Comment on [question] Help me access my local homeserver using a public domain name
jabberwockiX@piefed.social 12 hours ago
Sorry this will most definitely not work with your local IP address on an external DNS. That is not routable over the internet. I have a 192.168.10.20 IP address in my home network as well. You need to go to whatsmyip.com or ipchicken.com and get your external IP and put that in the DNS at your registrar. Most likely you will need a Dynamic DNS provider as your ISP probably gives you a dynamic public IP address that will change occasionally.
If you just want to resolve mydomain.tld INTERNALLY so you can use a mydomain.tld HTTPs certificate then you just need to add mydomain.tld to your INTERNAL DNS server pointing at your INTERNAL IP address for your server. Likely your router is set up as a DNS server but it just forward all requests to the external DNS which is why you just get sent to mydomain.tld instead of your internal server.
TheHobbyist@lemmy.zip 12 hours ago
It does work. In my first edit I’m sharing multiple examples of others making it work, and I’ve made it work in some cases which I explain in my second edit. I’m not using an HTTP challenge, but a DNS challenge which is not specific to any IP address and does not require the IP address to be reachable from outside my network. I only care about accessing the endpoint from within my home network. The use of a real domain allows me to make use of the public chain of trust infrastructure and DNS allowing me to reach my homeserver using any device without having to setup any specific local DNS or installing any custom certificate on any of my devices.
aaravchen@lemmy.zip 9 hours ago
Try turning off WiFi on your phone and see if you can connect from there. Connecting from a device within your home network to a another device in your home network is different than connecting from a device out on the internet to a device in your home network. Phone using data is a good way to check that “internet device to home network” case.
TheHobbyist@lemmy.zip 9 hours ago
Works flawlessly with my tailscale setup :) Thanks for asking!
non_burglar@lemmy.world 10 hours ago
No, it is not fully working.
Many have tried to explain to you that your setup only works for YOU on YOUR subnet.
Your are then asking other public tools meant to lookup public ips with publicly-available DNS names to resolve your internal addresses, which they obviously don’t know anything about, and you’re getting those errors from tools that follow rfc because you are putting the equivalent of “bedroom” on the outside of an envelope and expecting the post office to know that it means YOUR bedroom.
For dns to work properly, the authoritative DNS server should be able to create a reverse lookup record for every a record that allow a DNS client to ask “what record do you have for this IP?” and get a coherent response. Since 192.168.10.0/24 is a non-routable network, you will never have such a reverse record.
Wolfgang has done you a disservice by giving you a shortcut that works as a side-effect of dns before you fully understood how DNS works.
TheHobbyist@lemmy.zip 10 hours ago
That’s exactly what I want.
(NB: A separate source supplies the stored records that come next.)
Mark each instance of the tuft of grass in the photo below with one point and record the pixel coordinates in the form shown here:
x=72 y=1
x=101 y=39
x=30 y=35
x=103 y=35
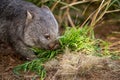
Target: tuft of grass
x=75 y=39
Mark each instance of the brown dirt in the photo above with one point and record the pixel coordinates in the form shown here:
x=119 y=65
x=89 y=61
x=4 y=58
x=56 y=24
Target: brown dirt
x=9 y=59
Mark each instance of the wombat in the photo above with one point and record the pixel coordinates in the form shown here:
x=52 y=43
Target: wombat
x=24 y=25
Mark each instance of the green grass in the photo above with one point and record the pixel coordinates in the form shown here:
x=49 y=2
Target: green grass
x=74 y=39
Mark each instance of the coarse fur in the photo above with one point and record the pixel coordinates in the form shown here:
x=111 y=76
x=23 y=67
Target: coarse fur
x=24 y=25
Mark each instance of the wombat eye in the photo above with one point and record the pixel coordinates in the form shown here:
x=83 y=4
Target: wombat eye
x=47 y=36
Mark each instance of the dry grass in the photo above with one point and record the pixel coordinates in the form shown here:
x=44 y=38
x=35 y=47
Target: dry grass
x=77 y=66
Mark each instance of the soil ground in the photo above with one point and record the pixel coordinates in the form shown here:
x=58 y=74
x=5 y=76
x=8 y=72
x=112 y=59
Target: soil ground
x=9 y=59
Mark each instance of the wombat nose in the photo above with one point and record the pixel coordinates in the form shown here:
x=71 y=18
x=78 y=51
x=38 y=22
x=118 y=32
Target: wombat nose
x=53 y=45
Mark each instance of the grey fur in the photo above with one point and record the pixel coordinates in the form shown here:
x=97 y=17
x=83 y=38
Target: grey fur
x=22 y=35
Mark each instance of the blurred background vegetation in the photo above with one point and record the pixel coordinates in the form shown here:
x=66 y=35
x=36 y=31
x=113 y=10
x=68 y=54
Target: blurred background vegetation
x=81 y=12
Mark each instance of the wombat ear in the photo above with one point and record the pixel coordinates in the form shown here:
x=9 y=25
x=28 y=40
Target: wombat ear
x=29 y=17
x=45 y=7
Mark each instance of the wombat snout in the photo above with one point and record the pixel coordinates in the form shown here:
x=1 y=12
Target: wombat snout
x=53 y=45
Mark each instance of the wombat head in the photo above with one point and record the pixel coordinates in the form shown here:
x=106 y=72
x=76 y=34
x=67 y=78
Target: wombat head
x=41 y=29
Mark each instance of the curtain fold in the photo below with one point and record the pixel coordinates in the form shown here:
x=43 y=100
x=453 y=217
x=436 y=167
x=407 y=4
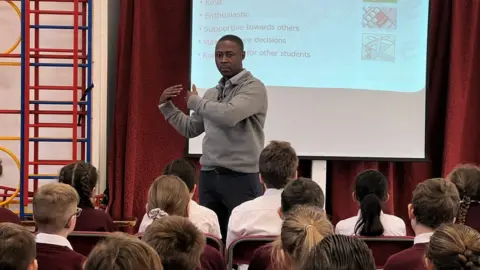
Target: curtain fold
x=154 y=53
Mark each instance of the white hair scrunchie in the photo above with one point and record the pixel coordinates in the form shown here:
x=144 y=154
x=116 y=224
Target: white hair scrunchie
x=157 y=213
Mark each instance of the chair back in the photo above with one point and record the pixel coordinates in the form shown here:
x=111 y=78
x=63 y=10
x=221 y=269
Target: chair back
x=241 y=250
x=385 y=246
x=215 y=243
x=83 y=242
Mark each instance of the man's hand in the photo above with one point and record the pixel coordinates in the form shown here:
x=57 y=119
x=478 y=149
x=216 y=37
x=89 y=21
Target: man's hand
x=171 y=92
x=193 y=92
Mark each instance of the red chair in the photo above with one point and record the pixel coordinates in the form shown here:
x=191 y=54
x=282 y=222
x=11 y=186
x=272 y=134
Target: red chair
x=385 y=246
x=84 y=242
x=241 y=250
x=215 y=243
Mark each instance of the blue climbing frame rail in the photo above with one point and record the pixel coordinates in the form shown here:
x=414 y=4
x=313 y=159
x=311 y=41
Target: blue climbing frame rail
x=34 y=59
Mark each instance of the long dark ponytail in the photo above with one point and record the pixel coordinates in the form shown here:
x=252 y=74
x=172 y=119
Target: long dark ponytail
x=371 y=189
x=83 y=177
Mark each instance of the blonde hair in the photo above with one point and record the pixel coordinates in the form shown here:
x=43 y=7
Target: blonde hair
x=54 y=204
x=170 y=194
x=302 y=229
x=177 y=241
x=454 y=246
x=466 y=178
x=122 y=251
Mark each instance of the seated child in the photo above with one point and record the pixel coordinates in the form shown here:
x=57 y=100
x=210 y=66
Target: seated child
x=83 y=177
x=467 y=180
x=435 y=202
x=336 y=252
x=177 y=241
x=278 y=164
x=169 y=196
x=302 y=229
x=205 y=219
x=17 y=248
x=55 y=213
x=302 y=192
x=453 y=246
x=125 y=252
x=371 y=190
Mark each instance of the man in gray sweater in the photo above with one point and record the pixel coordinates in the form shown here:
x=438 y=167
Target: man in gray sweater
x=232 y=115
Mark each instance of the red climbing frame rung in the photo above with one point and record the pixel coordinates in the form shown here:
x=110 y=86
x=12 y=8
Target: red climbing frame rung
x=53 y=125
x=51 y=162
x=45 y=56
x=53 y=12
x=52 y=50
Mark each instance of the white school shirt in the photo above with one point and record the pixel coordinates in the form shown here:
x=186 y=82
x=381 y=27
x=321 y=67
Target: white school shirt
x=392 y=225
x=203 y=218
x=256 y=217
x=53 y=239
x=422 y=238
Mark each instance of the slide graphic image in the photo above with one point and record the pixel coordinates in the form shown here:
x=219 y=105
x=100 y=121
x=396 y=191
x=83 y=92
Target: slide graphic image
x=381 y=1
x=378 y=47
x=379 y=18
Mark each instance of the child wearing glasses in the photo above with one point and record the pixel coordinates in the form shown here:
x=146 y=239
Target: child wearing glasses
x=83 y=177
x=55 y=213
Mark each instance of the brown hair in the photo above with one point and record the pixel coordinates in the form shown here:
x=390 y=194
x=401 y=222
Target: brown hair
x=83 y=177
x=122 y=251
x=340 y=252
x=454 y=246
x=54 y=204
x=17 y=247
x=302 y=229
x=169 y=194
x=302 y=191
x=278 y=164
x=466 y=178
x=435 y=201
x=177 y=241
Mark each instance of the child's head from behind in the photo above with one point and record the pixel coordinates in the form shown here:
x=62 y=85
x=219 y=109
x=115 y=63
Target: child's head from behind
x=122 y=251
x=178 y=242
x=340 y=252
x=17 y=248
x=453 y=246
x=185 y=170
x=301 y=191
x=371 y=189
x=467 y=180
x=278 y=164
x=302 y=228
x=55 y=208
x=435 y=201
x=168 y=195
x=83 y=177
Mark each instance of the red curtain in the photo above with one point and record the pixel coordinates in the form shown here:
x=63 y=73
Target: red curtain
x=153 y=53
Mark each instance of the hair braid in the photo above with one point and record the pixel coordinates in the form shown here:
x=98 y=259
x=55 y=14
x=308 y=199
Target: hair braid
x=83 y=177
x=463 y=211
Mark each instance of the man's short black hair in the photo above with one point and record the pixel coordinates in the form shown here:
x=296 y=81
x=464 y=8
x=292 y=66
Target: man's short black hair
x=233 y=38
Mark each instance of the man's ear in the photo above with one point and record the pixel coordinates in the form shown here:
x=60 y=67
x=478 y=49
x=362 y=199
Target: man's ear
x=194 y=189
x=33 y=265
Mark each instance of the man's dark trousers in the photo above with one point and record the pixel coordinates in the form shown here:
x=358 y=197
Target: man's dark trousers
x=222 y=189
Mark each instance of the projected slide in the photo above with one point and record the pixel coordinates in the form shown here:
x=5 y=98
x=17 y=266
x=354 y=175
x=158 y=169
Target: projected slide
x=375 y=45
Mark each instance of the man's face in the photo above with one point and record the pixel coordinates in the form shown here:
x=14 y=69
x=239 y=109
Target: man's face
x=229 y=57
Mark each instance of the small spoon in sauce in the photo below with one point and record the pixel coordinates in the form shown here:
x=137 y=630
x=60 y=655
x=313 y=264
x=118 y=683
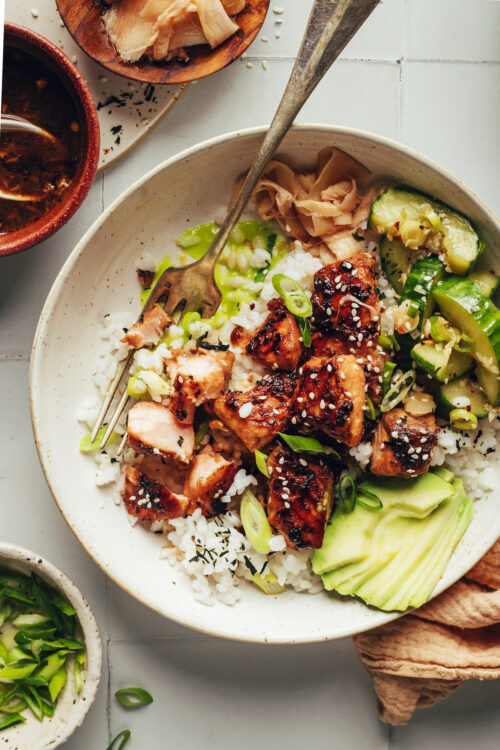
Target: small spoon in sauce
x=13 y=123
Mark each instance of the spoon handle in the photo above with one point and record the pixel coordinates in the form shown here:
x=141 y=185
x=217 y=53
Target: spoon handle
x=331 y=25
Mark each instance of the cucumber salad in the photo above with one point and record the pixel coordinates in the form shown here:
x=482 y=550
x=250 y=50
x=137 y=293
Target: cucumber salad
x=330 y=427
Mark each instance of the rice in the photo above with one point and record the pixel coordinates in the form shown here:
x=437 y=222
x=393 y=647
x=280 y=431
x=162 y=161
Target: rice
x=212 y=553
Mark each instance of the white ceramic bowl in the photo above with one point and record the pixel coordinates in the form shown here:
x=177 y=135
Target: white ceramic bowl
x=71 y=706
x=99 y=277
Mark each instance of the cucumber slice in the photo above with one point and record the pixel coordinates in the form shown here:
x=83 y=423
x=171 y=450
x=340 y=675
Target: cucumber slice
x=487 y=281
x=441 y=228
x=396 y=262
x=490 y=384
x=461 y=394
x=459 y=364
x=424 y=275
x=430 y=357
x=472 y=312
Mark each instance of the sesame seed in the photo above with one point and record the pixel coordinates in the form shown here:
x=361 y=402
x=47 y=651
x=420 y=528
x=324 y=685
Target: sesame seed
x=245 y=410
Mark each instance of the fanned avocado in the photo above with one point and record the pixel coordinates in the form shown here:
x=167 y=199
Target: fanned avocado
x=411 y=540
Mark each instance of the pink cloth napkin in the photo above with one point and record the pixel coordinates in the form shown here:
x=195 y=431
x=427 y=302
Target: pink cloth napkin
x=421 y=658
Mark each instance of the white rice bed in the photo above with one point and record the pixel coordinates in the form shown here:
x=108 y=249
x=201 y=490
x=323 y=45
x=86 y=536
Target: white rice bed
x=212 y=553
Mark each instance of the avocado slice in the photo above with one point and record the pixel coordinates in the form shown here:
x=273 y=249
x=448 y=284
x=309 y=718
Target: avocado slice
x=410 y=577
x=423 y=579
x=349 y=536
x=393 y=558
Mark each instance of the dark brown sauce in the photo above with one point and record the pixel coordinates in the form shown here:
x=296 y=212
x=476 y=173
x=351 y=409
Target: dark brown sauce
x=30 y=164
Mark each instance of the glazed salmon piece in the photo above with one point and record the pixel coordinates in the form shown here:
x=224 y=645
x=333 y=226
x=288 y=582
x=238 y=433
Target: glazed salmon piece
x=300 y=497
x=209 y=478
x=277 y=343
x=149 y=329
x=345 y=299
x=152 y=428
x=368 y=353
x=402 y=444
x=148 y=500
x=257 y=415
x=331 y=397
x=196 y=378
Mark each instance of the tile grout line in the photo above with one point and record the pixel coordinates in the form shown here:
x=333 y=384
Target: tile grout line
x=13 y=357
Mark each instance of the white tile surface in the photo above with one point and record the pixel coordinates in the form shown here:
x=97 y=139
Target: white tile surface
x=308 y=696
x=454 y=30
x=218 y=695
x=450 y=112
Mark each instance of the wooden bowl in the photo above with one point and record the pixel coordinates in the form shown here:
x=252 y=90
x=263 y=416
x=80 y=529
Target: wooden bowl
x=83 y=20
x=41 y=49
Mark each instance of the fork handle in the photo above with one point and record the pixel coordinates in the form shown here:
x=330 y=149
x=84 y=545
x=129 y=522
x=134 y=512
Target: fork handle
x=331 y=25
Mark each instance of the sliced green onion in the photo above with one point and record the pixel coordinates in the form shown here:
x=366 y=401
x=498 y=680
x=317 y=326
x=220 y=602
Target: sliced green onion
x=123 y=737
x=368 y=500
x=133 y=697
x=10 y=720
x=261 y=461
x=77 y=672
x=9 y=674
x=305 y=331
x=385 y=341
x=400 y=387
x=201 y=432
x=33 y=702
x=54 y=664
x=346 y=490
x=189 y=319
x=294 y=297
x=387 y=374
x=371 y=410
x=136 y=387
x=6 y=612
x=35 y=618
x=301 y=444
x=413 y=310
x=461 y=419
x=88 y=446
x=464 y=344
x=268 y=584
x=255 y=523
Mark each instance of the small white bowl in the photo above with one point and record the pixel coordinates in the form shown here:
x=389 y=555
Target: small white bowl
x=71 y=706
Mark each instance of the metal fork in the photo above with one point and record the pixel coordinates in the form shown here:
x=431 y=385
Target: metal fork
x=331 y=25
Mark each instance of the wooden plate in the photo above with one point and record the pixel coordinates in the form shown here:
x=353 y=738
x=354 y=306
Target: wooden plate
x=84 y=22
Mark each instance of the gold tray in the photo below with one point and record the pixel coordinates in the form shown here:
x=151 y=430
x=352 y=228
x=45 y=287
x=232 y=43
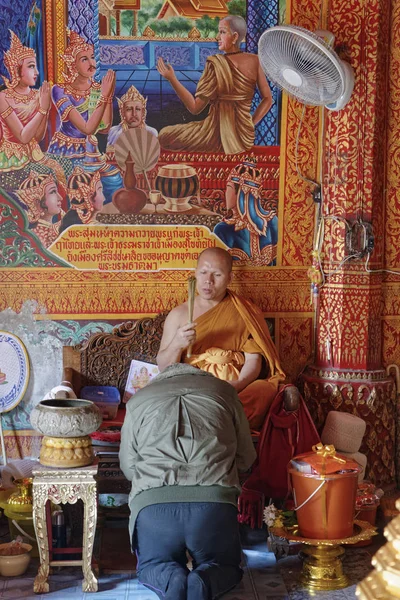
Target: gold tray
x=362 y=530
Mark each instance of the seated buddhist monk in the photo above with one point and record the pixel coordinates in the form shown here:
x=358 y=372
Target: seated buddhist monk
x=228 y=337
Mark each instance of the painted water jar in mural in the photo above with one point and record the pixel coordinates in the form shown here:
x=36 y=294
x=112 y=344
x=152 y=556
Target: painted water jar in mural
x=177 y=184
x=66 y=425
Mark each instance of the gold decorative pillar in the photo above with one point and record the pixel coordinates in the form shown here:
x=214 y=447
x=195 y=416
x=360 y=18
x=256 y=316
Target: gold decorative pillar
x=56 y=19
x=348 y=372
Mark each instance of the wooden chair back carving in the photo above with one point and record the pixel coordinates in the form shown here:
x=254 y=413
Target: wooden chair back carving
x=105 y=358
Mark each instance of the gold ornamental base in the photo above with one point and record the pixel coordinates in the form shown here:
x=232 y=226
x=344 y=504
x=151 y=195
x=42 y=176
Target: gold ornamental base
x=66 y=453
x=322 y=559
x=322 y=568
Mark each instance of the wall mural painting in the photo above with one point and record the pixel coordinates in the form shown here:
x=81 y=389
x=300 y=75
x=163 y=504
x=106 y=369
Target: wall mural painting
x=135 y=134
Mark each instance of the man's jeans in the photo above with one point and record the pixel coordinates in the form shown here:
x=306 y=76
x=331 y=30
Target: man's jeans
x=207 y=530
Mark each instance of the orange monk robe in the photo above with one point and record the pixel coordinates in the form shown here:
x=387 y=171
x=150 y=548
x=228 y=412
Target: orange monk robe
x=223 y=334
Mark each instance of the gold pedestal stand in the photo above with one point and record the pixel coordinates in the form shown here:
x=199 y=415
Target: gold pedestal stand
x=322 y=568
x=322 y=559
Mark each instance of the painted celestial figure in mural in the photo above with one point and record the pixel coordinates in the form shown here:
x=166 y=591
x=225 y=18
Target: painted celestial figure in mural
x=227 y=86
x=84 y=107
x=42 y=199
x=251 y=232
x=85 y=191
x=23 y=110
x=132 y=110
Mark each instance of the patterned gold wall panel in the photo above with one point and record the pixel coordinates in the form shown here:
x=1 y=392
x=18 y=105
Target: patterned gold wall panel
x=392 y=229
x=391 y=340
x=70 y=294
x=352 y=307
x=298 y=206
x=295 y=337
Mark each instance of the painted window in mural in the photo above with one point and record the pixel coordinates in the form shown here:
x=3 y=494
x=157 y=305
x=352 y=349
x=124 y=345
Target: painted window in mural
x=145 y=134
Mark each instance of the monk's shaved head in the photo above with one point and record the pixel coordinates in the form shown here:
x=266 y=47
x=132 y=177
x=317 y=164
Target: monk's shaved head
x=220 y=253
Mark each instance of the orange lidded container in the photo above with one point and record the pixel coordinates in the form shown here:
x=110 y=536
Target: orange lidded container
x=324 y=488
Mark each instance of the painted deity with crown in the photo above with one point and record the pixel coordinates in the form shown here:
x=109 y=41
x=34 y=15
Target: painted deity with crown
x=85 y=108
x=23 y=113
x=251 y=230
x=133 y=111
x=85 y=191
x=40 y=195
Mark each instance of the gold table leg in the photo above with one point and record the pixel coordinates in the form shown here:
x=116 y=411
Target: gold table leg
x=322 y=568
x=65 y=486
x=40 y=585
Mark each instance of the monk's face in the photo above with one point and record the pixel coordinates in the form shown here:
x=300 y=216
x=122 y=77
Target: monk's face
x=213 y=275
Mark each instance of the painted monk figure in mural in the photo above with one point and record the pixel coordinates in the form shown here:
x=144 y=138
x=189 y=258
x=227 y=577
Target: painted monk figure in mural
x=84 y=107
x=133 y=111
x=251 y=232
x=23 y=116
x=229 y=337
x=227 y=86
x=85 y=191
x=42 y=200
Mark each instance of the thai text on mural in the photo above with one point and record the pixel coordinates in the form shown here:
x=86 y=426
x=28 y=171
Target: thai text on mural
x=133 y=247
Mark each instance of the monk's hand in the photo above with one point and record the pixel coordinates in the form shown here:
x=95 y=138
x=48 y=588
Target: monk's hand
x=186 y=335
x=166 y=70
x=45 y=96
x=108 y=84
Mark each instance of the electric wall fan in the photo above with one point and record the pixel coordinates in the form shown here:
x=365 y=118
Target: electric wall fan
x=305 y=65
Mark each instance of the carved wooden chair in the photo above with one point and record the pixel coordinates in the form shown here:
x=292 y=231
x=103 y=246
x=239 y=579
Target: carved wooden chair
x=105 y=358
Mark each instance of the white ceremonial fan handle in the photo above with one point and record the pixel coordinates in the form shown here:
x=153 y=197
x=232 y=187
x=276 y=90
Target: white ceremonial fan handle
x=3 y=446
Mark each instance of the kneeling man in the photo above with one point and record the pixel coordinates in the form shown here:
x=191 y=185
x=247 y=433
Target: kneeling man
x=184 y=438
x=228 y=338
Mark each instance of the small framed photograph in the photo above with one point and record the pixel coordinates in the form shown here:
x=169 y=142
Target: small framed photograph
x=140 y=374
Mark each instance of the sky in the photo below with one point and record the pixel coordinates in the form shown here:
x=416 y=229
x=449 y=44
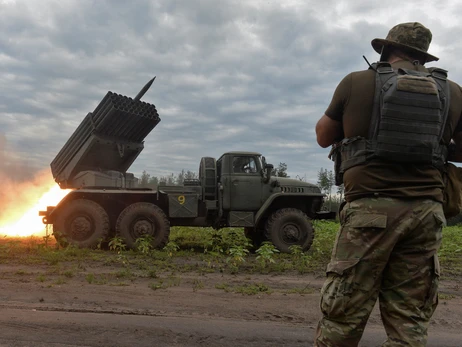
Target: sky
x=232 y=75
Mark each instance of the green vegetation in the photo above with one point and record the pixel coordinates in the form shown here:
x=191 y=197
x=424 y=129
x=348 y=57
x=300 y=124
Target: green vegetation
x=196 y=251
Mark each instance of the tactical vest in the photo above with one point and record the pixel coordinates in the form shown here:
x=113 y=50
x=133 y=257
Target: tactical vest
x=408 y=120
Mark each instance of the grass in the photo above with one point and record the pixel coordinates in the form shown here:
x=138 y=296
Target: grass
x=198 y=250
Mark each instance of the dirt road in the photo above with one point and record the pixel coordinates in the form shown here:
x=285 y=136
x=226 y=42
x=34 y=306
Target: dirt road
x=181 y=310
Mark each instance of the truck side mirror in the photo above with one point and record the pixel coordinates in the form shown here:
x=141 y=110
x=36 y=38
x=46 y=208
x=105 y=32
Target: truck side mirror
x=268 y=169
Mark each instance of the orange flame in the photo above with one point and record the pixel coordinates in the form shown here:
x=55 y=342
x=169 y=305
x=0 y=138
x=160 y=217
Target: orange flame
x=21 y=202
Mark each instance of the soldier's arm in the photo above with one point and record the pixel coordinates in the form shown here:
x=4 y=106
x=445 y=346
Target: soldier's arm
x=328 y=131
x=455 y=152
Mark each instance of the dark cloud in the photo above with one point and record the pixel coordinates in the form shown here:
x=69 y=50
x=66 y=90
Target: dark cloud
x=231 y=75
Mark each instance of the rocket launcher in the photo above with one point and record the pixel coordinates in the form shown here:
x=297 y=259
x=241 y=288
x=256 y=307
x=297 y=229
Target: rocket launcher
x=108 y=139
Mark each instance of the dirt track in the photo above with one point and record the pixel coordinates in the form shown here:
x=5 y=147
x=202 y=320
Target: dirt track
x=191 y=311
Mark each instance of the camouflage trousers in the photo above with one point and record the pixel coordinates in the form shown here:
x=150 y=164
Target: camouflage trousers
x=386 y=249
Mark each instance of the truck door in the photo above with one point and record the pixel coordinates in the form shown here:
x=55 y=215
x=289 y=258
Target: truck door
x=246 y=184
I don’t know why you thought I wanted something else? I’m trying to expose reach services in my home network from home, using HTTPS, without requiring a local DNS or to load self-signed certificates.
non_burglar@lemmy.world 10 hours ago
I know what you’re trying to do, and what those tutorials don’t tell you is that you are shortcutting normal DNS flow, which most apps are expecting.
DNS isn’t designed to work that way, so some apps (like Firefox) with internal hard-coded DNS functions are going to balk at private RFC ips in a DNS record. Or a lack of reverse record.
Again, slow down and think about what your trying to do here. You are complicating your stack for no reason other than you don’t want to set up a local DNS handler.